Future historians might remember that for a brief period at the end of the twentieth century and the beginning of the twenty-first all men were born more or less equal (and artists and musicians made a living before they died!) For fifty or sixty years we were protected against abject poverty by the welfare state, able to live in affordable homes, safe in the knowledge that if we became sick then we would be healed or cared for, and free to pursue an education and be what we wanted to be. Then we gave control back to the old order and let our destiny be dictated by financial vultures, healthcare mercenaries, scoundrel arms-dealers, media hegemonists, and self-serving, elitist politicians. If we are not vigilant, once again only the very few will wear silk and velvet while the rest of us stand in the gutter, begging for alms in mud-stained rags.  

I wonder if all those years ago, on balance, I was right to try and stand against the wave of selfishness, indifference, automated inhumanity and corporate imperialism that was sweeping our time. If we are to be saved from a future that looks a lot like the past, however, then it won’t be down to any establishment or ideology – I’ll venture we will owe our salvation to beauty and brotherliness.

What’s the Bloody Point?

I drank too much filter coffee too early in the day and now the caffeine-comedown has me cursing the futility of being.
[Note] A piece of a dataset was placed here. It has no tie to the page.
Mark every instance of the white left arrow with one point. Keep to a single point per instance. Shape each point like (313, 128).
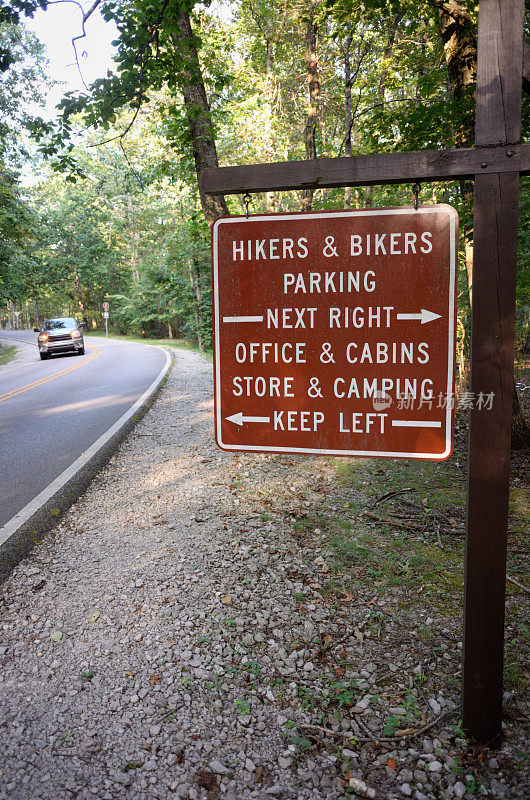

When journalists have asked me in the past to explain the “story” or “meaning” behind one of my songs (yuck!), I always say that the song is the best expression of itself, so it’s a curious thing to try and convey ideas in a medium like this.

Five minutes ago, I read that there are probably half a billion blogs online today, and I can only imagine that relatively few people read any of them. When I post one of these entries, a number of the more saintly and loyal amongst you hit “like” on the Facebook status update, but I imagine very few of you actually read these tirades. Still, the New Business Model for Music states that you must keep people engaged – when you’re not giving them songs, give them something else. Well, I have a green Audi that one of you can have, if you want?

When I turned down the first offer of a recording contract, eons ago, when people just about still bought albums, my greatest fear in the world was that my life as I knew it would be stolen from me by tabloid intrusion. My songs were probably better than everyone else’s and I would be a victim of my own success, I thought. I suppose I should be glad that my great fear has never come to pass.

I’ll lay off the rocket fuel tomorrow.